I love TYA...

I love TYA...
Authored By John Nicholson

Singles probably don’t matter as they once did, but the term ‘singles’ lives on even in the digital age. Only now it refers to one track. It’s nowhere near the same thing as it was but I think it lives on because listening to a single track is something you want to do, not wanting to spend 40 minutes listening to an album.
I have 11 boxes of singles, you’d love them if 7”ers are your thing. I used to have 5,000 but I sold about 3,500 that were not interesting which I’d got in job lots, so what’s left is either classic or rare or unusual like this Ten Years After German single.

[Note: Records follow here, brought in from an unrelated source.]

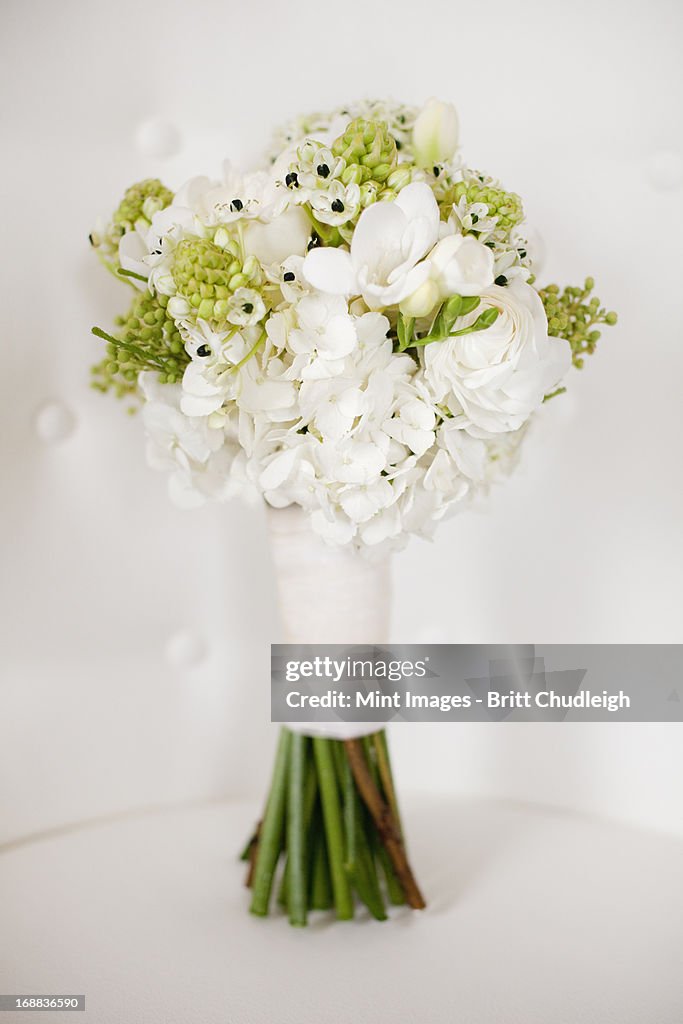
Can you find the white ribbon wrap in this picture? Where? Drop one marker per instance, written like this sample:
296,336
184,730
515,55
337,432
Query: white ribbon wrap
327,595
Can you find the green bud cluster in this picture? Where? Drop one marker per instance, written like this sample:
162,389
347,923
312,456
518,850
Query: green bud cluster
507,207
206,274
369,151
146,339
572,314
136,209
140,202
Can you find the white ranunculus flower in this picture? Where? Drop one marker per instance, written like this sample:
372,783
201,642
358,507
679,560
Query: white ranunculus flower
435,133
324,335
384,263
461,265
499,376
271,243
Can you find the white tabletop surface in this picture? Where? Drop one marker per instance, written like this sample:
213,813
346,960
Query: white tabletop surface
535,918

I love TYA, as you know and have almost every UK album and single released and a few European single releases, including French promo’s.

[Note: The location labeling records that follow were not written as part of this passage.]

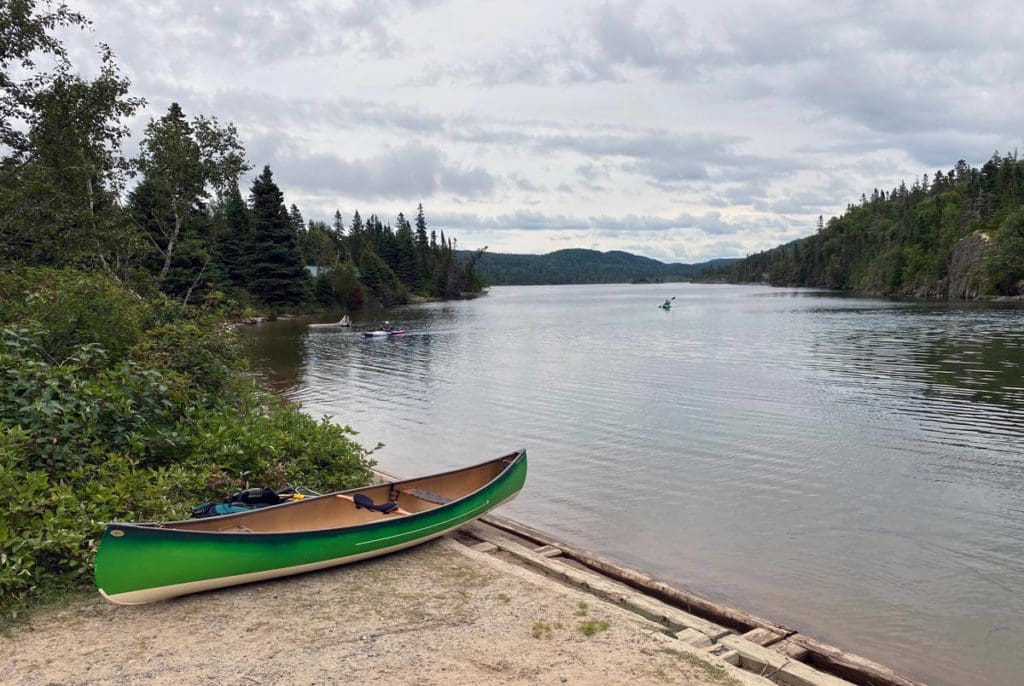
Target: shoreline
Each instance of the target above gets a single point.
(483, 604)
(747, 641)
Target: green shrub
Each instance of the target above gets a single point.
(114, 408)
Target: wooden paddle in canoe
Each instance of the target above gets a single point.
(140, 563)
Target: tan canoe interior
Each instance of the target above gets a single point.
(338, 510)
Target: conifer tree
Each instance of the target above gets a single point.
(276, 274)
(235, 239)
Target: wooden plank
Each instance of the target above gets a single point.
(601, 587)
(721, 614)
(787, 647)
(854, 668)
(694, 638)
(762, 637)
(778, 668)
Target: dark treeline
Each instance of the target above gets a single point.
(956, 233)
(174, 219)
(582, 266)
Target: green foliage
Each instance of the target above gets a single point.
(1006, 264)
(903, 242)
(117, 408)
(275, 273)
(576, 266)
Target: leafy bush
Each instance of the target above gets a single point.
(114, 408)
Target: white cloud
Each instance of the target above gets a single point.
(663, 128)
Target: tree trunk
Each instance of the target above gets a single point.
(171, 241)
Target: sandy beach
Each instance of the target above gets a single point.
(438, 613)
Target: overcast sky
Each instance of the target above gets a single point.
(677, 130)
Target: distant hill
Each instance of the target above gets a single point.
(954, 234)
(584, 266)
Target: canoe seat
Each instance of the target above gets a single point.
(428, 496)
(366, 503)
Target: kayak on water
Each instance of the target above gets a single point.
(344, 322)
(381, 333)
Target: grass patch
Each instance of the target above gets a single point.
(591, 627)
(710, 672)
(541, 630)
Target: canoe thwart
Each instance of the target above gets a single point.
(428, 496)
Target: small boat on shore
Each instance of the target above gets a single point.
(141, 563)
(343, 322)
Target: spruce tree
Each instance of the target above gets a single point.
(276, 274)
(233, 241)
(407, 266)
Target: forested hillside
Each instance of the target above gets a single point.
(582, 266)
(957, 234)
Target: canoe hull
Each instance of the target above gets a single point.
(140, 564)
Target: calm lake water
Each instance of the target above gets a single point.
(853, 468)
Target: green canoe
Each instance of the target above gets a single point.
(140, 563)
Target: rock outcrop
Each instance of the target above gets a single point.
(967, 273)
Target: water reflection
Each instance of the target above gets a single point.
(848, 466)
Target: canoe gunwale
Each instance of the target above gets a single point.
(512, 458)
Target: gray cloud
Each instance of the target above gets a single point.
(684, 128)
(411, 172)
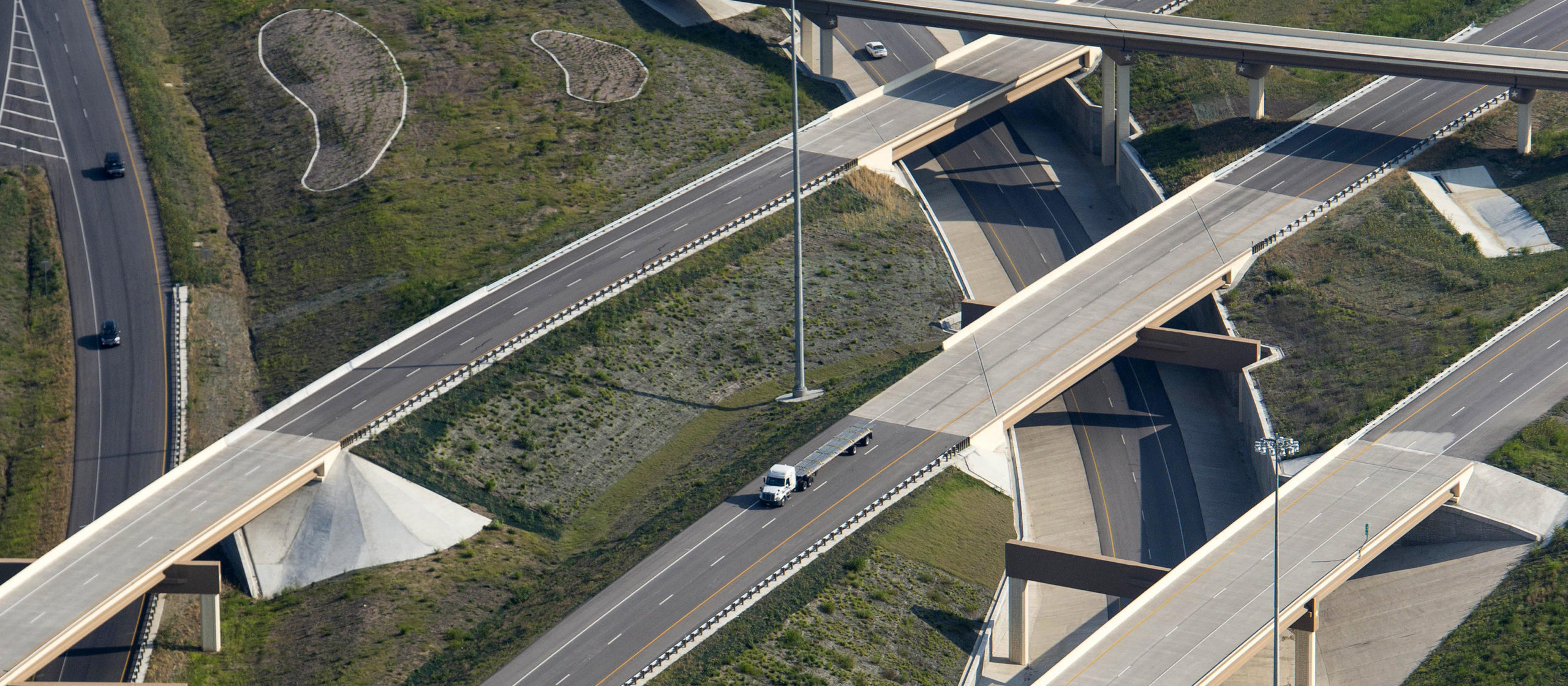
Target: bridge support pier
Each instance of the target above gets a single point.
(1017, 620)
(1115, 115)
(211, 635)
(1523, 97)
(1255, 86)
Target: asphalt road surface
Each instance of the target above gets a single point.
(710, 563)
(63, 111)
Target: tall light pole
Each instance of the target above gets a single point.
(800, 392)
(1277, 448)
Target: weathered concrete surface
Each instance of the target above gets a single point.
(1057, 511)
(360, 516)
(1384, 622)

This single, two tracks from the Rock n Roll Music To The World album in 1972, illustrates well what I find about singles that is so seductive. It feels like an antique, being 52 years old. And has travelled down those last 52 years unscathed. I love that. It’s history, art and music, all in this little package. It’s a picture sleeve, so you get a live photo from the early 70s to go with two tracks which last 7 minutes in total. It wasn’t a hit so it’s probably quite rare, though not expensive. The music exists in isolation - just a blast of rock from a very good album.
I also like that to play them, you have to sit by the turntable, taking them on and off. Making an effort is good. But everyone who collects singles knows this already. I can see why they’re attractive to some young people - they seem to be from long ago and something of a curio. This only came out in Portugal, Germany and Austria, which again is something from the past. Most things are universally available on the internet.